Let’s say we have an object model like this:
public class Category
{
public virtual Category Parent { get; set; }
public virtual string Name { get; set; }
public virtual ISet<Category> Children { get; protected set; }
}
public class Product
{
public virtual string Name { get; set; }
public virtual Category Category { get; set; }
public virtual decimal Price { get; set; }
}
On the database side, the relationship would be accomplished through a many-to-many relationship table, so the data schema would be something like this:
Category
=================
Id int PK
Name varchar(50)
Parent_Id int FK
Product
=================
Id int PK
Name varchar(50)
Price money
ProductToCategory
=================
Product_Id int PK
Category_Id int PK
Now let’s assume in the tree of categories is a branch that looks like this:
- Food
- Nut
- Cashew
- Peanut
- Pecan
- Bread
- Rye
- Wheat
- White
- Nut
Assuming we have products with potentially only one sub-category assigned, is it possible to construct a Criteria that would return all products with a category of Food with a single hit to the database and without using a CTE?
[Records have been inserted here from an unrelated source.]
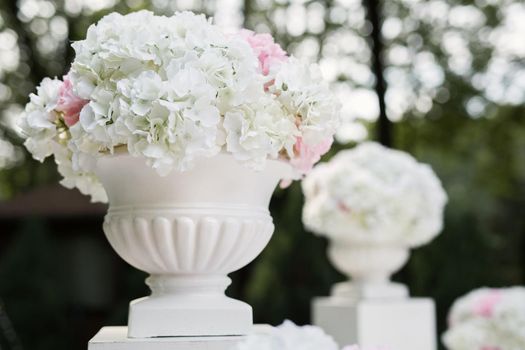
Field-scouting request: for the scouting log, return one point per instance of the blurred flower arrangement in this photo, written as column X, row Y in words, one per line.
column 172, row 89
column 488, row 319
column 373, row 194
column 289, row 336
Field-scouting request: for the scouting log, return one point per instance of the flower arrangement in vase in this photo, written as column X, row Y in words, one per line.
column 185, row 130
column 374, row 204
column 487, row 319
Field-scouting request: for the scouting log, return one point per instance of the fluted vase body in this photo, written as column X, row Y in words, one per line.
column 188, row 230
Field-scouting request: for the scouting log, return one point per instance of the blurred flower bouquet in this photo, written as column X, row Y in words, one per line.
column 373, row 203
column 173, row 89
column 374, row 194
column 488, row 319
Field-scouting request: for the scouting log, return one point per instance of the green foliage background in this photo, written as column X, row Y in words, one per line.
column 480, row 160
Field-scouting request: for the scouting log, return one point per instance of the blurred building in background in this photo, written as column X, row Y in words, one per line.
column 445, row 79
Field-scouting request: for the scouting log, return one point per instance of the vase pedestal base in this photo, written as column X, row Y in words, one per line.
column 187, row 316
column 115, row 338
column 399, row 324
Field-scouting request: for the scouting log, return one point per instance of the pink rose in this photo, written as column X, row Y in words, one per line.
column 68, row 103
column 484, row 307
column 266, row 50
column 307, row 156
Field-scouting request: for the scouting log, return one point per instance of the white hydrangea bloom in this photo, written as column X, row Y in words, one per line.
column 9, row 155
column 372, row 193
column 173, row 89
column 289, row 336
column 159, row 86
column 46, row 135
column 488, row 319
column 40, row 121
column 302, row 91
column 260, row 130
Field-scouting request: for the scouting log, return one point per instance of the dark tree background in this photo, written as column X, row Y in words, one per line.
column 441, row 79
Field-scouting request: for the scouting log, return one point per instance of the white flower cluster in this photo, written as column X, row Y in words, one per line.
column 9, row 155
column 172, row 89
column 48, row 135
column 289, row 336
column 488, row 319
column 374, row 194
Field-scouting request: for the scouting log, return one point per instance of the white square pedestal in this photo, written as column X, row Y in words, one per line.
column 115, row 338
column 404, row 324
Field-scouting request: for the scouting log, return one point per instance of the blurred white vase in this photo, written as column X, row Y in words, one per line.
column 369, row 265
column 188, row 230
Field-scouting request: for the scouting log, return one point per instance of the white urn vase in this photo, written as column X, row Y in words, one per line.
column 188, row 230
column 369, row 265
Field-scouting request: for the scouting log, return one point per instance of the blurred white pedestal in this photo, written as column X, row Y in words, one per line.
column 115, row 338
column 398, row 324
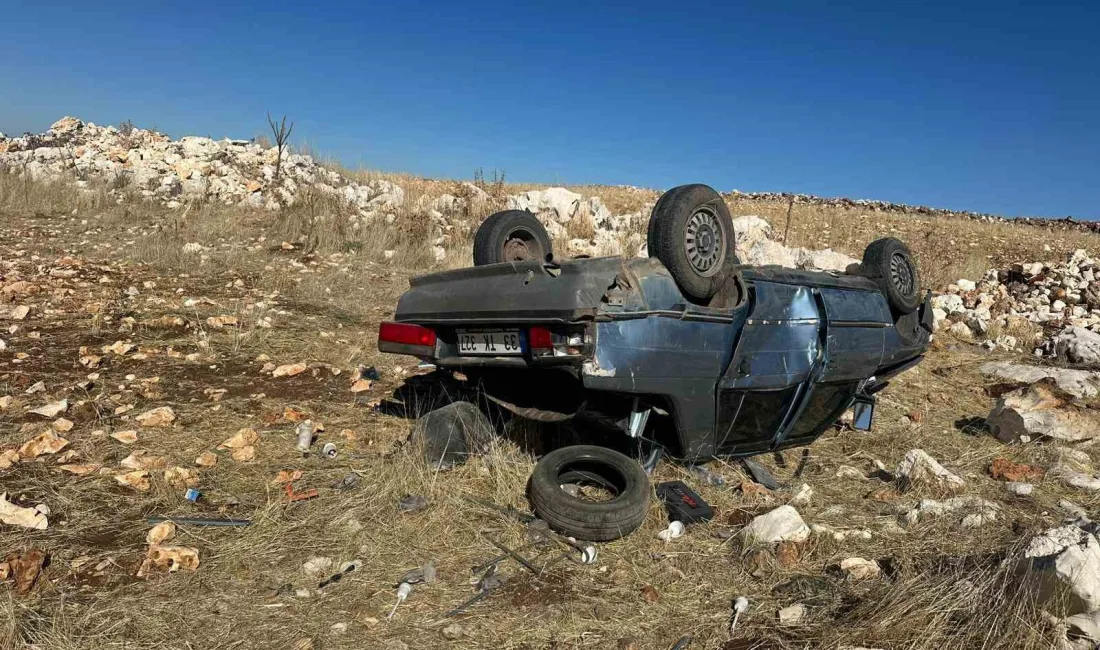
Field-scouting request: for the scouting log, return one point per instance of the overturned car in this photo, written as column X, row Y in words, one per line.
column 686, row 351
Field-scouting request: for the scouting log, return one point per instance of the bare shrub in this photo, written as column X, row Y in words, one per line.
column 282, row 134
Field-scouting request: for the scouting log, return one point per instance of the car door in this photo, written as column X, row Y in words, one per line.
column 778, row 350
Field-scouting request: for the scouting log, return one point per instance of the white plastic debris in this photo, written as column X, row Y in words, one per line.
column 740, row 606
column 403, row 592
column 12, row 515
column 305, row 436
column 675, row 529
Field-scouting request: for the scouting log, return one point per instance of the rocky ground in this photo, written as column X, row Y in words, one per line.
column 151, row 348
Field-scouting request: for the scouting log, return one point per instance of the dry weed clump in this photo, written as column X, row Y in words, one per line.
column 326, row 286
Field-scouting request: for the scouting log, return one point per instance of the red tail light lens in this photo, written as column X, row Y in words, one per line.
column 540, row 339
column 406, row 334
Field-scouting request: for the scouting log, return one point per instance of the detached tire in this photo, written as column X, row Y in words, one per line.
column 890, row 264
column 589, row 519
column 691, row 232
column 512, row 235
column 451, row 433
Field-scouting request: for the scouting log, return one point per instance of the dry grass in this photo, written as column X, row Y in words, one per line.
column 328, row 292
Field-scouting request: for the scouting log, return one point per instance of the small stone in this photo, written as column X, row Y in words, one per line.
column 453, row 631
column 783, row 524
column 860, row 569
column 1002, row 469
column 411, row 503
column 792, row 615
column 787, row 554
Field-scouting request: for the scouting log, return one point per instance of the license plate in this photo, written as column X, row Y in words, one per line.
column 490, row 342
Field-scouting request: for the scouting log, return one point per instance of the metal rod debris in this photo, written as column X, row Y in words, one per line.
column 199, row 521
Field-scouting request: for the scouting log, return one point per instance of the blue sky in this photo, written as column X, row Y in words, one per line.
column 990, row 107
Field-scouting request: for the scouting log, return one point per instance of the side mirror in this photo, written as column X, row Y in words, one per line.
column 864, row 414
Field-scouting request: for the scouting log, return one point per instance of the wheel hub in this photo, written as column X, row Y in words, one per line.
column 901, row 274
column 516, row 250
column 703, row 242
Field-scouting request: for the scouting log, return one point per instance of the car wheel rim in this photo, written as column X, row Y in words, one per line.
column 520, row 245
column 901, row 273
column 705, row 242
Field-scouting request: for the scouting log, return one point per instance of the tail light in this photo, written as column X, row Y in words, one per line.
column 403, row 338
column 543, row 342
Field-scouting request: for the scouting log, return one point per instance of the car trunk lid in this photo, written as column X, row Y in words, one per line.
column 510, row 293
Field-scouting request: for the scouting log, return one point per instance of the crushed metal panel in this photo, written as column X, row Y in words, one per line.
column 854, row 306
column 668, row 356
column 857, row 326
column 780, row 341
column 662, row 348
column 528, row 292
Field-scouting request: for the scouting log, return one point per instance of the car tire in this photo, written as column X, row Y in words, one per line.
column 451, row 433
column 512, row 235
column 586, row 519
column 889, row 263
column 691, row 232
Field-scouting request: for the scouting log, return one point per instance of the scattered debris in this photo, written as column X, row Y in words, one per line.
column 51, row 410
column 1066, row 563
column 241, row 445
column 1020, row 488
column 403, row 592
column 1002, row 469
column 683, row 504
column 44, row 443
column 783, row 524
column 792, row 614
column 453, row 631
column 411, row 503
column 740, row 606
column 317, row 565
column 200, row 521
column 289, row 370
column 293, row 496
column 919, row 466
column 305, row 431
column 171, row 559
column 12, row 515
column 1037, row 411
column 156, row 418
column 675, row 529
column 24, row 569
column 125, row 437
column 759, row 473
column 138, row 480
column 161, row 532
column 860, row 569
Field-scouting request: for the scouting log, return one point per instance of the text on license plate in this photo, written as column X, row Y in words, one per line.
column 494, row 342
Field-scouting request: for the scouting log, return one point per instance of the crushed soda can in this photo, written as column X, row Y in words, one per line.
column 305, row 436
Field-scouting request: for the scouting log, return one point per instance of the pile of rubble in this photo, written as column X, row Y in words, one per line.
column 876, row 206
column 624, row 234
column 174, row 172
column 1063, row 299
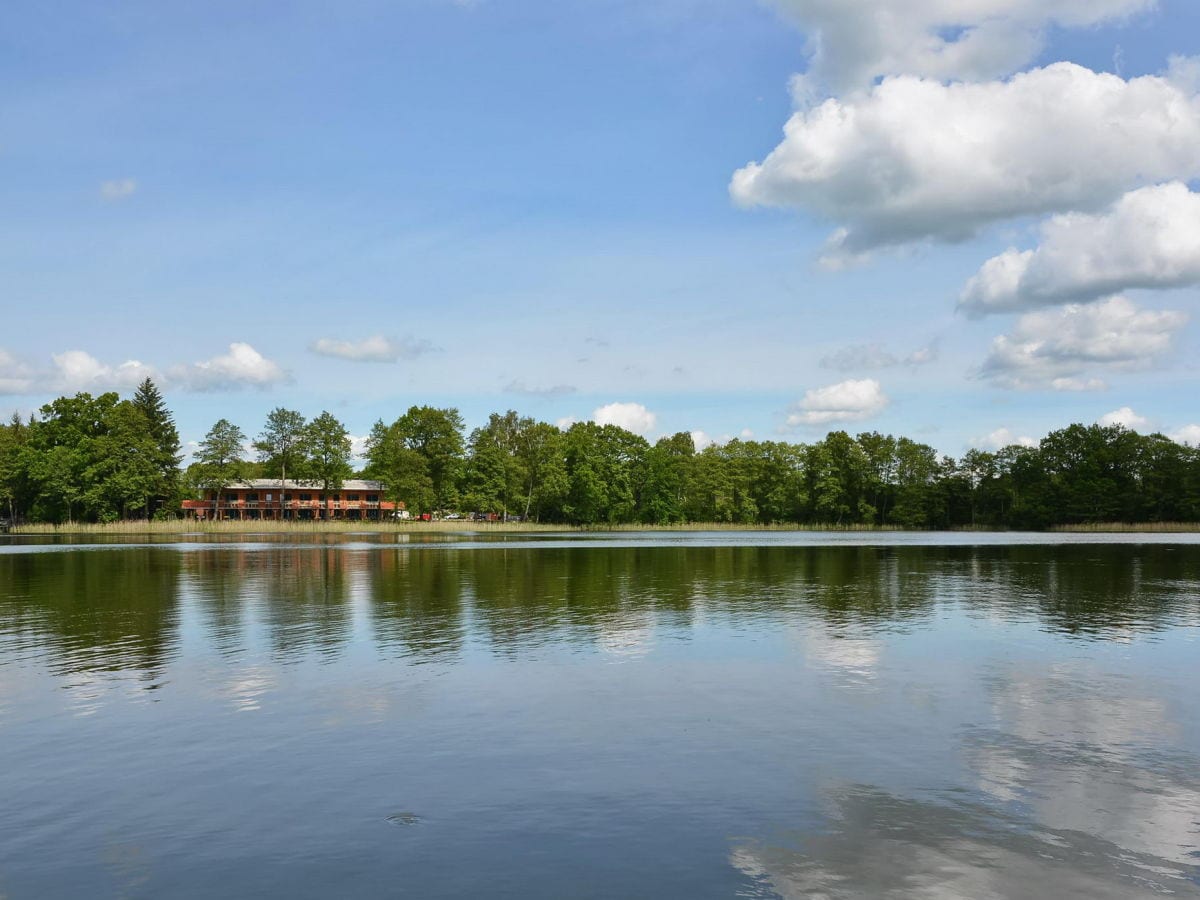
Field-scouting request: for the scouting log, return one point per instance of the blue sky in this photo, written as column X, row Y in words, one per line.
column 534, row 205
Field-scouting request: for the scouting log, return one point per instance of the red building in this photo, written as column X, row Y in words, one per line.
column 273, row 498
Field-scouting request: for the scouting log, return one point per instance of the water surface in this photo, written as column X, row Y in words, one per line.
column 702, row 715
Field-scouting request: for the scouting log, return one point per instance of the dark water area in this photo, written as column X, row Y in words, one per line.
column 694, row 715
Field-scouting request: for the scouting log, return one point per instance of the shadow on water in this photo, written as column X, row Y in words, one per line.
column 841, row 721
column 121, row 609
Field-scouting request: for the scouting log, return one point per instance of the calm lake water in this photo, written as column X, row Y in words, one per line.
column 679, row 715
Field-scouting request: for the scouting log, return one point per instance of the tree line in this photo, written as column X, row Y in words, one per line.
column 106, row 459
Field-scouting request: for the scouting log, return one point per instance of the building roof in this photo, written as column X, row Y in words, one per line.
column 267, row 484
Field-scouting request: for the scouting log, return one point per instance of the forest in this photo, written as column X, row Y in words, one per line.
column 105, row 459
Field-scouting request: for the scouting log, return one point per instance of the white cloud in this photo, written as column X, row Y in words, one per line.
column 1061, row 348
column 843, row 402
column 243, row 366
column 1001, row 438
column 864, row 357
column 1188, row 435
column 376, row 348
column 118, row 189
column 852, row 42
column 556, row 390
column 630, row 417
column 916, row 159
column 359, row 445
column 79, row 371
column 15, row 376
column 1147, row 239
column 1126, row 418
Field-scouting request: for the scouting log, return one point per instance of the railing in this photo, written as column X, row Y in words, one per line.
column 289, row 505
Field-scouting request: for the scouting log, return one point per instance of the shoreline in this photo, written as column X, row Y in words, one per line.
column 468, row 527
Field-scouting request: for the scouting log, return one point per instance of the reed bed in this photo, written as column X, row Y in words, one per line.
column 1129, row 528
column 184, row 526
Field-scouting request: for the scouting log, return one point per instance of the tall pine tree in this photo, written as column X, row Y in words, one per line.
column 165, row 435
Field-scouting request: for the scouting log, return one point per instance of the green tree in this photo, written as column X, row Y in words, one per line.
column 166, row 453
column 221, row 457
column 328, row 449
column 436, row 436
column 282, row 448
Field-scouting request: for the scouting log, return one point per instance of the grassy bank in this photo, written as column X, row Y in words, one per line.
column 441, row 527
column 466, row 527
column 180, row 526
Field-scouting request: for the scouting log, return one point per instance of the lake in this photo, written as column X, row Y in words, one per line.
column 623, row 715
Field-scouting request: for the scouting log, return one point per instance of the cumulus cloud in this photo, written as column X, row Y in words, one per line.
column 1147, row 239
column 852, row 42
column 73, row 371
column 864, row 357
column 243, row 366
column 843, row 402
column 915, row 159
column 630, row 417
column 1126, row 418
column 556, row 390
column 118, row 189
column 1001, row 438
column 79, row 371
column 16, row 377
column 376, row 348
column 1188, row 435
column 1061, row 349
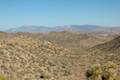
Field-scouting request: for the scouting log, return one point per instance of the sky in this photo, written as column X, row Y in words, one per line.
column 16, row 13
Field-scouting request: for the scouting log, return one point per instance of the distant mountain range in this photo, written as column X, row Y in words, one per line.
column 76, row 28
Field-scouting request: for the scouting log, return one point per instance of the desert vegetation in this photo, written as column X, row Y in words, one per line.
column 58, row 56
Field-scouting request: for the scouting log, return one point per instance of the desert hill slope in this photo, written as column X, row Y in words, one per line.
column 25, row 58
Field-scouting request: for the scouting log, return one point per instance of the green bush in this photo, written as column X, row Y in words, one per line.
column 107, row 71
column 2, row 77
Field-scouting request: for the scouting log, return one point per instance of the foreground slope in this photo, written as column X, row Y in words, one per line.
column 25, row 58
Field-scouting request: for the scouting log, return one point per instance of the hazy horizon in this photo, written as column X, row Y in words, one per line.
column 16, row 13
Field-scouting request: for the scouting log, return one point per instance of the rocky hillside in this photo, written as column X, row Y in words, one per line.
column 25, row 58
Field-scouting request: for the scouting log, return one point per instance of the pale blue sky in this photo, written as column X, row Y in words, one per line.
column 15, row 13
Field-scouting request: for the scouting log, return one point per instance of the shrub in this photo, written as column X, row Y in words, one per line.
column 2, row 77
column 106, row 72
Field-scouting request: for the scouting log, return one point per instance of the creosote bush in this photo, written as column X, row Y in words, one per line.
column 107, row 71
column 2, row 77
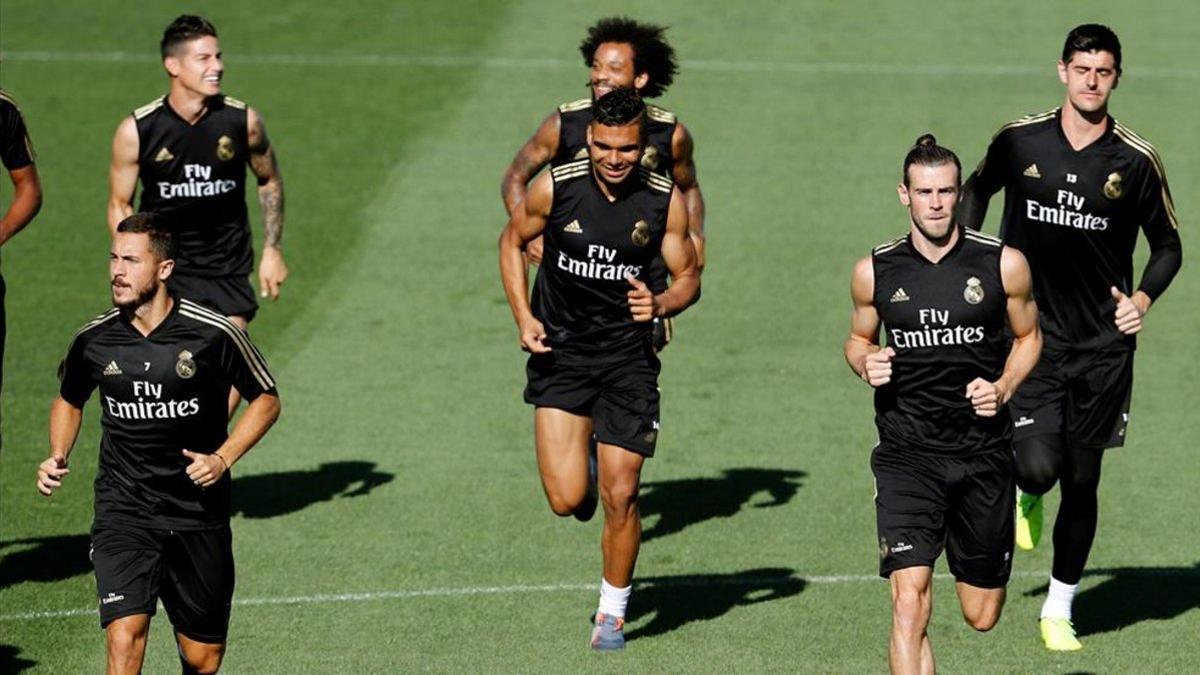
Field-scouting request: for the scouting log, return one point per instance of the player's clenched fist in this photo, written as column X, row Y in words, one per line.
column 51, row 472
column 533, row 335
column 985, row 396
column 641, row 300
column 877, row 366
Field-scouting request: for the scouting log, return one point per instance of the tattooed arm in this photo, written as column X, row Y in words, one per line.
column 685, row 179
column 273, row 272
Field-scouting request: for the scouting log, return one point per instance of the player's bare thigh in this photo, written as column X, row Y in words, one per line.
column 562, row 440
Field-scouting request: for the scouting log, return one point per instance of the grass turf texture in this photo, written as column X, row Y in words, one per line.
column 403, row 460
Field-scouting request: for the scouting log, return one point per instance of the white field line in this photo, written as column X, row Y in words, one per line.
column 699, row 581
column 703, row 65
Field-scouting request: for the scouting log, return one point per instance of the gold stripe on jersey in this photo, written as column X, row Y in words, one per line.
column 888, row 245
column 1144, row 147
column 249, row 352
column 1027, row 120
column 100, row 320
column 659, row 114
column 581, row 105
column 149, row 107
column 983, row 238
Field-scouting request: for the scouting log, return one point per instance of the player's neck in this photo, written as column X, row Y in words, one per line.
column 191, row 106
column 934, row 250
column 612, row 192
column 148, row 316
column 1083, row 129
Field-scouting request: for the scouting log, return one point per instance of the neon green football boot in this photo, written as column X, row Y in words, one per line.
column 1059, row 634
column 1029, row 520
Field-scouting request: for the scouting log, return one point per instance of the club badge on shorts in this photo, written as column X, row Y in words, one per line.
column 185, row 366
column 225, row 148
column 973, row 292
column 1113, row 187
column 641, row 234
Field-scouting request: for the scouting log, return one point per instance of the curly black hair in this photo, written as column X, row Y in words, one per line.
column 652, row 53
column 185, row 28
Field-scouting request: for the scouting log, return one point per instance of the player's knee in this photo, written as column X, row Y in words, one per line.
column 202, row 659
column 910, row 610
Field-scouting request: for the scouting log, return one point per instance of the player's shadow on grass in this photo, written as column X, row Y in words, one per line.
column 269, row 495
column 12, row 663
column 688, row 501
column 677, row 601
column 1131, row 595
column 43, row 559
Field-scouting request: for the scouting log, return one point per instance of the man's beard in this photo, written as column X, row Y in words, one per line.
column 139, row 298
column 929, row 234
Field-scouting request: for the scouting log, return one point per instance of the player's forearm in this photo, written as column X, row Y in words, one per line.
column 695, row 202
column 683, row 292
column 252, row 425
column 270, row 199
column 1021, row 359
column 118, row 210
column 65, row 422
column 515, row 276
column 856, row 350
column 27, row 201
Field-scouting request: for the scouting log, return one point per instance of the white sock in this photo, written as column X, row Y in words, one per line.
column 1059, row 599
column 613, row 599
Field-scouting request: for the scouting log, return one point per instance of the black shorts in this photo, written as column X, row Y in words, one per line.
column 622, row 398
column 231, row 296
column 191, row 571
column 661, row 333
column 925, row 502
column 1083, row 396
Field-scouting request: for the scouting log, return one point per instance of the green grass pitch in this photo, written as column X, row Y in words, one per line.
column 393, row 521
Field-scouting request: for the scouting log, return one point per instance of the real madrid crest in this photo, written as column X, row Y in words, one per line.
column 1113, row 187
column 641, row 234
column 225, row 148
column 651, row 157
column 185, row 366
column 973, row 292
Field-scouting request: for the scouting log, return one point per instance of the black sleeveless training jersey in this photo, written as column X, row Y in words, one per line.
column 573, row 144
column 1075, row 216
column 591, row 246
column 196, row 175
column 946, row 322
column 161, row 394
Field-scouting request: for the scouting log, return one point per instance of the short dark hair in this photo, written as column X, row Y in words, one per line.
column 927, row 153
column 185, row 28
column 162, row 240
column 1092, row 37
column 652, row 53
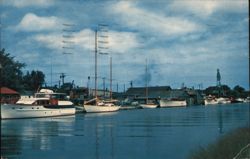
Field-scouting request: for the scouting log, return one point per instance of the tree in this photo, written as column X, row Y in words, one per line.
column 11, row 74
column 239, row 89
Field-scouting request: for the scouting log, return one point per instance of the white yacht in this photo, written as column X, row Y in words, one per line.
column 172, row 103
column 102, row 106
column 222, row 100
column 210, row 100
column 46, row 103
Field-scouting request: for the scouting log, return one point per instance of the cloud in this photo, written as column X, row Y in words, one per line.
column 118, row 42
column 149, row 22
column 27, row 3
column 32, row 22
column 206, row 8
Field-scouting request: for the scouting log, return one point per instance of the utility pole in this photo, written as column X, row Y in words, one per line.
column 104, row 92
column 117, row 87
column 110, row 78
column 62, row 76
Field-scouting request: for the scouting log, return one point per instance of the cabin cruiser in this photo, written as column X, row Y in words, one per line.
column 45, row 103
column 210, row 100
column 173, row 103
column 98, row 106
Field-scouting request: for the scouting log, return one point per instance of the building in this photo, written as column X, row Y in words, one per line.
column 9, row 96
column 193, row 97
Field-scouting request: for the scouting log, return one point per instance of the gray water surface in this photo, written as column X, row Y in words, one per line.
column 160, row 133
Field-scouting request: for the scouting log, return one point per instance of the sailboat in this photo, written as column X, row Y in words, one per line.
column 147, row 104
column 96, row 105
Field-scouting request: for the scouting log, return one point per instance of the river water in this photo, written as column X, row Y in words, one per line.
column 159, row 133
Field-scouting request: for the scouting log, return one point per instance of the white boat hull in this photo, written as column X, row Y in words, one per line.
column 210, row 102
column 148, row 106
column 99, row 109
column 14, row 111
column 172, row 103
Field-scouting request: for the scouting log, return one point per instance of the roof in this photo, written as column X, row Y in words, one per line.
column 5, row 90
column 156, row 92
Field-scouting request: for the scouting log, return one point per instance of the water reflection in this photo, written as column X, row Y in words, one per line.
column 142, row 133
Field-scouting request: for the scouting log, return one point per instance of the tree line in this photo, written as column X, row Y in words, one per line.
column 13, row 77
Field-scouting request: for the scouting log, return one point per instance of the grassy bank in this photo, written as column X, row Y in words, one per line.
column 227, row 147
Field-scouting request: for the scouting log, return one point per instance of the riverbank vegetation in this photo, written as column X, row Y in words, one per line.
column 226, row 147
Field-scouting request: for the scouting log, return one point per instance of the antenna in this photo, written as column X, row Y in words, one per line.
column 68, row 39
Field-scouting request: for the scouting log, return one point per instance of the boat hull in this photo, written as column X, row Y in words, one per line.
column 99, row 109
column 148, row 106
column 172, row 103
column 15, row 111
column 211, row 102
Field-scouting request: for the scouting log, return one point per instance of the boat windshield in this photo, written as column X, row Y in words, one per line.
column 58, row 96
Or, given that there won’t be an abundance of categories, would it be better to load the full category map into memory and construct the criteria such that it searches for products where Category_Id in (...) and the list is constructed off the in-memory tree?
You’ll have to use a CTE to do this. I can’t think of a single SQL query that would load all products of a hierarchical category without using, let alone getting NHibernate to do it for you.
Yes. If there isn’t much data and this is an option, it’s the simplest, fastest, low-maintenance, least complex way of doing it.